The Chicago Sports Museum on the seventh floor of Water Tower Place contains a defining artifact of former Cub Sammy Sosa's career — and it's not one of the 609 home run balls he rocketed, eighth best among major league hitters. Memorialized behind glass is the corked bat he was caught using in 2003, a relic of shame that will always be associated with Sosa's name, along with the New York Times' revelation that in 2003 he tested positive for a performance-enhancing drug.

Slammin' Sammy is once again on this year's Baseball Hall of Fame ballot. So are Barry Bonds and Roger Clemens, also PED-tainted. Sosa's been shunned in previous years, and he's unlikely to fare better when results are announced Wednesday. Along with his 609 home runs, Sosa posted a .273 lifetime batting average, 1,667 RBI, seven All-Star appearances and an MVP award in 1998. We'll never know how much of that emanates from cheating, but if he had produced those numbers taint-free, it's a fair bet he would have found himself in the Hall.

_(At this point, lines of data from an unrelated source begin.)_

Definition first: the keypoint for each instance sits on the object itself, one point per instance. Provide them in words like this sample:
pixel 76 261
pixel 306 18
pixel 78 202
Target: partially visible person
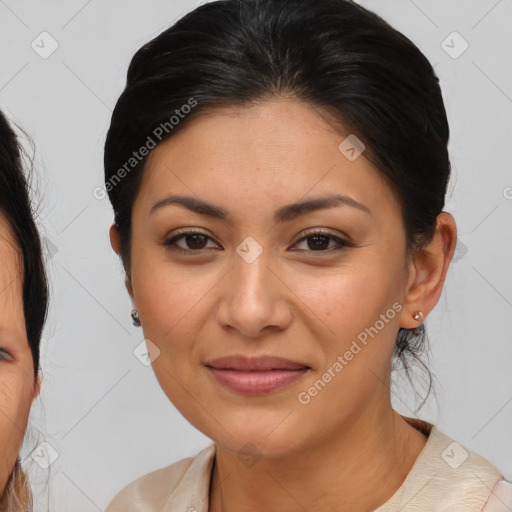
pixel 23 311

Bonds and Clemens also have missed out in past years, but the buzz in the sports world is that they may finally break through, possibly this year or next. What makes that possible is the slated induction of former baseball commissioner Bud Selig, who presided over Major League Baseball's infamous "steroid era," when doping was rampant. A growing consensus among baseball writers casting Hall of Fame ballots is that if Selig can get in, how can the players he failed to police be denied?

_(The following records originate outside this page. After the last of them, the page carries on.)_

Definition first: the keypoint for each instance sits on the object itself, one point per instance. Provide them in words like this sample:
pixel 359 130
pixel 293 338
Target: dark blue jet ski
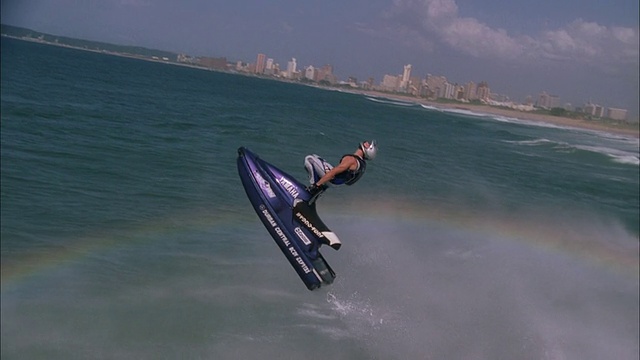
pixel 288 212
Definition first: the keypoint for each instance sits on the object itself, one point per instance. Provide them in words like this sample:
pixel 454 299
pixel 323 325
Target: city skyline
pixel 438 85
pixel 579 50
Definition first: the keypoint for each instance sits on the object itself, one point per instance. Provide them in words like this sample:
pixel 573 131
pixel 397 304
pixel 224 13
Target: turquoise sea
pixel 126 233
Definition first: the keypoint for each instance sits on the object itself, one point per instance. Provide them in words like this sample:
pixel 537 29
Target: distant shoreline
pixel 628 130
pixel 632 130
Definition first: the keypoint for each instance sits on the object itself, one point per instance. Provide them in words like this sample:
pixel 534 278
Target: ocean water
pixel 126 233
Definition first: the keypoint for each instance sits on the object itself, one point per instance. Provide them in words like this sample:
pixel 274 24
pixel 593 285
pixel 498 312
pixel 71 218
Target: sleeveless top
pixel 349 177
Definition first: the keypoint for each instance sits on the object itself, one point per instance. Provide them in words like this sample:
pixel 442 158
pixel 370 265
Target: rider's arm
pixel 343 166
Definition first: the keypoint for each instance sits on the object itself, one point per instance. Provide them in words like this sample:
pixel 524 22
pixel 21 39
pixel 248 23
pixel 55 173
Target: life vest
pixel 349 177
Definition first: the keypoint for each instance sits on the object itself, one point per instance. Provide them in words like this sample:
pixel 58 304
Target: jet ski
pixel 288 212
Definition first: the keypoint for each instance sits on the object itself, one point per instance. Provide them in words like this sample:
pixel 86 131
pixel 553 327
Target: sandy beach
pixel 624 129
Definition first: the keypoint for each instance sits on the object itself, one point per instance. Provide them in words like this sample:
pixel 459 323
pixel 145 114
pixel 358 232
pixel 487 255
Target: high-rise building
pixel 260 63
pixel 436 86
pixel 390 82
pixel 617 114
pixel 406 76
pixel 470 91
pixel 310 73
pixel 291 68
pixel 483 92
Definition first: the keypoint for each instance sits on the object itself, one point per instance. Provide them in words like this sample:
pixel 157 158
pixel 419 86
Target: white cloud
pixel 579 41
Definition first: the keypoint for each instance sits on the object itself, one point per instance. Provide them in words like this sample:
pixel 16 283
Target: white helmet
pixel 370 151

That's twisted logic. Selig's poor stewardship doesn't excuse a player's decision to cheat. In 1991, Selig's predecessor, Fay Vincent, added steroids to baseball's banned substances list. When Selig took over, the rule was there — the enforcement wasn't.

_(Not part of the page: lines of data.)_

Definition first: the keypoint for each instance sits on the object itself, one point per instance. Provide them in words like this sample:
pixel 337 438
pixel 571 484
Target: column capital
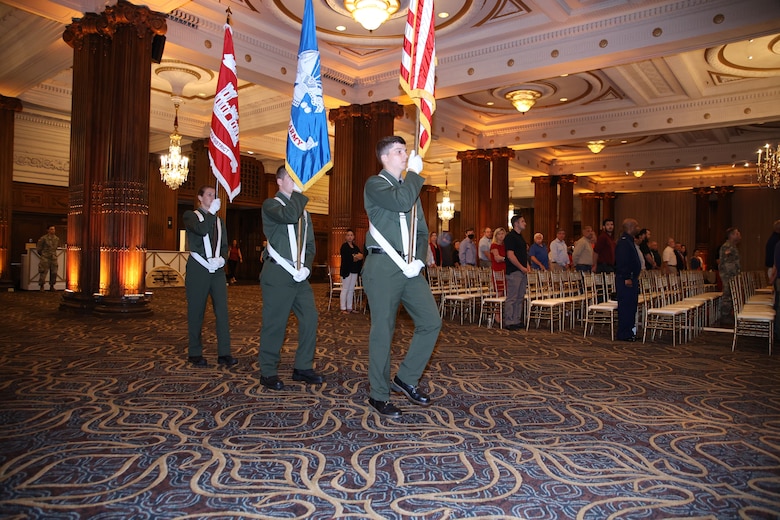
pixel 105 24
pixel 473 154
pixel 542 180
pixel 9 103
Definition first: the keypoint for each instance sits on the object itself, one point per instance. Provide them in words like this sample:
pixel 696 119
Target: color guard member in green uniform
pixel 207 242
pixel 285 285
pixel 47 250
pixel 388 279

It's up to the baseball writers whether Bonds, Clemens or Sosa makes it to Cooperstown, though we hope they make the right call. What isn't up to the writers is the legacy attached to those tainted athletes. A spot in the Hall of Fame is Valhalla for any player, but cheating gives that achievement an indelible smudge. Clemens, Bonds and any other doping scandal-tainted player who makes it to the Hall will always be asterisked in the minds of most fans. Yeah, he was good, but …

Cubs Hall of Famer Ryne Sandberg put it succinctly in a 2013 MLB.com interview: "Baseball is based on numbers, and I believe any tainted numbers do not belong in the Hall of Fame." That's a standard parents and coaches nationwide should instill in every kid teeing up a T-ball swing.